Migration, the voluntary and/ or forced movement of people to foreign destinations is not unique to the 21st century, it has existed for centuries. It has only recently become politicised in the late 20th century and early 21st century.

Research from both the Refugee Council and ’25 child and migrant rights organisations’ (Wolfe-Robinson & Taylor, 2021) have shown that refugees and asylum seekers are ‘five times more likely’ (Refugee Council, n.d.) to have mental health needs than their UK counterparts. In the UK, in the past year, suicide rates among asylum seekers have increased where ’11 children’ (Wolfe-Robinson & Taylor, 2021) have taken their lives. This upsurge in suicide rates is due to increased anxiety and stress in awaiting their decision on their asylum claim and the potential risk of deportation. Moreover, the restrictive and draconian proposals laid out in the recently proposed UK’s Nationality and Borders Bill, according to the UNHCR, would increase the mental health challenges asylum seekers would face.

The Home Office in 2019 promised to ‘prioritise vulnerable, unaccompanied asylum-seeking children’ (Wolfe-Robinson & Taylor, 2021however, there has been no evidence of this. Instead, there have been more harsh rulings proposed to limit the rights of migrants and ultimately, restrict the flow of migration to the UK.

As part of a collaboration project with the ‘Freedom Youth Club‘, an asylum and refugee youth club for 13–19-year-olds, and ‘Colours of Leicester‘, a local magazine I founded, I had the opportunity to interview Azra, one of the managing youth workers of the youth club. She spoke about her role and responsibilities as a youth worker, and how the youth club acted more as a “lifeline” for some of the young boys, as without the space, they would be alone and isolated.

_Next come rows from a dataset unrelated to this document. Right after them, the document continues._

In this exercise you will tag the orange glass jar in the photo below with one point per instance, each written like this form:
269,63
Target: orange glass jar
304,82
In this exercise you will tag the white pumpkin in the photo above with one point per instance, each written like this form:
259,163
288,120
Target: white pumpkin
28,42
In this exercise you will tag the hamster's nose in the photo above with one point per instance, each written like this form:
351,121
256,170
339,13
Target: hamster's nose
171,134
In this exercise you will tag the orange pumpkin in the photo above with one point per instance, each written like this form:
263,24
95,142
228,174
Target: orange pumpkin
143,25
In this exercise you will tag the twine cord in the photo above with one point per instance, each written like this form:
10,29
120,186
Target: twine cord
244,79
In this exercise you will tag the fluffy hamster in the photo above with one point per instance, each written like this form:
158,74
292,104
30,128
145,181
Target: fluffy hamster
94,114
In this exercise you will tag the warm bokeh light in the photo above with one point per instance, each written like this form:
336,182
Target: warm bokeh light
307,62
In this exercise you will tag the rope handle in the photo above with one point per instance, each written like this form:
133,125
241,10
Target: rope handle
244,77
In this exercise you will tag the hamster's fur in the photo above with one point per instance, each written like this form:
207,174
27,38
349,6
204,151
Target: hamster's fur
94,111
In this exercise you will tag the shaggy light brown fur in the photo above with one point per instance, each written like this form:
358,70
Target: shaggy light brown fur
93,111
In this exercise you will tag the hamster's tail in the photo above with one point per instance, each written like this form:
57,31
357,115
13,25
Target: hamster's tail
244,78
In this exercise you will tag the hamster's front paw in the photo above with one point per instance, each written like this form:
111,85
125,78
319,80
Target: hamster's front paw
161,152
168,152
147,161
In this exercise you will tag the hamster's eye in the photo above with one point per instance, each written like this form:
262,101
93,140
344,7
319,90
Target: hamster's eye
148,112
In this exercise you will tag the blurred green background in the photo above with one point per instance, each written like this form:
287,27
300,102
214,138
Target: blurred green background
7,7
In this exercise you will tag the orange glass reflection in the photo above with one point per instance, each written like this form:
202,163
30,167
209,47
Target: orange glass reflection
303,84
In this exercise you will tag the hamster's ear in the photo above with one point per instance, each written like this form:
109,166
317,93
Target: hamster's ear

Moreover, speaking to the young boys, I learnt more about their interests, hobbies and their aspirations for the future. The young boys shared with me their experiences of Leicester and, with the youth club. From them, I learnt the youth club was more than a place they could hang out two days a week, it was a space that offered support in a myriad of other ways, from helping with housing issues to applying for grants. This space was where they felt safe and comfortable to seek help from youth workers and a place where they could meet new people in a similar position and form a small community.

This relationship between migration and mental health is not new and needs to be urgently addressed.